Satu ruangan di lantai 2 kantorku, dimana setiap harinya aku teronggok di situ dari pagi sampe malem (lebay sih), aku termasuk salah satu tim pulang-terakhiran. Lainnya adalah 2 Project Manager, Service Delivery Manager (SDM), salah satu Developer (kalo ini sih emang dia berangkatnya siang), sama palingan beberapa Lead Dev. Dan, orang-orang ini juga yang masuk kategori “diganggu email diluar jam kerja”.

Awalnya aku sempat khawatir, apa aku terlalu berdedikasi ya? (cyailah ahaha).

Suatu sore, tinggal berdua. Aku dan si SDM. Hari itu bener-bener yang ngos-ngosan sangat. Meeting bertubi-tubi, task membumbung macam wedus gembel Gunung Merapi, dan detlen semua task minta hari itu juga. Kan kurang ajar.

Kemudian, sembari nungguin si SDM report (kami ada daily report yang harus dikirim ke atasan tiap hari), curhatlah daku.

“Kok kerja gini-gini amat ya, Mas? Lelah lho aku tu. Pengen nikah aja deh.” Yang terakhir 100% bercanda. Serius.

Si SDM ngakak ngga abis-abis. Dia, yang sudah menikah dan berhasil bikin anak 1, bilang, “Itu ngga nyelesein masalah, Neeeng!”

Terus akhirnya kita sama-sama ngakak secara menyedihkan.

Tapi kemudian, dari sore itu kita ngobrol, ternyata bukan hanya aku yang tergelitik untuk ngecek email di luar jam kerja.
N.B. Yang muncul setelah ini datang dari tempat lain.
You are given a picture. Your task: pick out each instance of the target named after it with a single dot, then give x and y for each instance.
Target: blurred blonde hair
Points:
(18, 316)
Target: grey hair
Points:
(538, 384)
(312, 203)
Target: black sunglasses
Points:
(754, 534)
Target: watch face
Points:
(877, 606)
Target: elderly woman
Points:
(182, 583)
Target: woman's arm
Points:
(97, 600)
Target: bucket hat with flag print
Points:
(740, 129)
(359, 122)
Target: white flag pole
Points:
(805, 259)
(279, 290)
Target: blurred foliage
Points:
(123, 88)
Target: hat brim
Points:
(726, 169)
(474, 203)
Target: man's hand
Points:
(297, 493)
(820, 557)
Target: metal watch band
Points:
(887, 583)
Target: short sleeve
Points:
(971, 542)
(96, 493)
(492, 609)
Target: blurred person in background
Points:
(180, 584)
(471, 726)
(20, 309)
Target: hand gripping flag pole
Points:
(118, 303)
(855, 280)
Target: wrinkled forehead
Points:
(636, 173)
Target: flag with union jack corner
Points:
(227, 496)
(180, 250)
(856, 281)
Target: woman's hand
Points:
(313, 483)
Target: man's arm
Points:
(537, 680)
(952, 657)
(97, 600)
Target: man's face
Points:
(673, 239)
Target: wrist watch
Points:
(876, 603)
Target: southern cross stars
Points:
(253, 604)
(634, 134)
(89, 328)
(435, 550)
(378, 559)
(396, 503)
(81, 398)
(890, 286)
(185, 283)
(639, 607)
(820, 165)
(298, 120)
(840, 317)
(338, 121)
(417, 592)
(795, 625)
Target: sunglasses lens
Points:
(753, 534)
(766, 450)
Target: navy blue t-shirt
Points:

Mereka malah lebih parah. Kalau aku hanya harus report ke atasan (Indonesia), mereka harus report ke atasan (Indonesia), atasan (Aussie), dan para klien yang sedang mereka ternak. Dan itu sering kali mereka lakukan di rumah. Malem.

Dari situ akhirnya aku punya pemikiran baru.

Mungkin memang terdengar menyedihkan. Mungkiin memang bagi sebagian orang melakukannya akan teramat menyedihkan dan stressful tapi untuk kami yang enjoy dengan apa yang kami kerjakan (atau setidaknya saya sih) itu biasa aja.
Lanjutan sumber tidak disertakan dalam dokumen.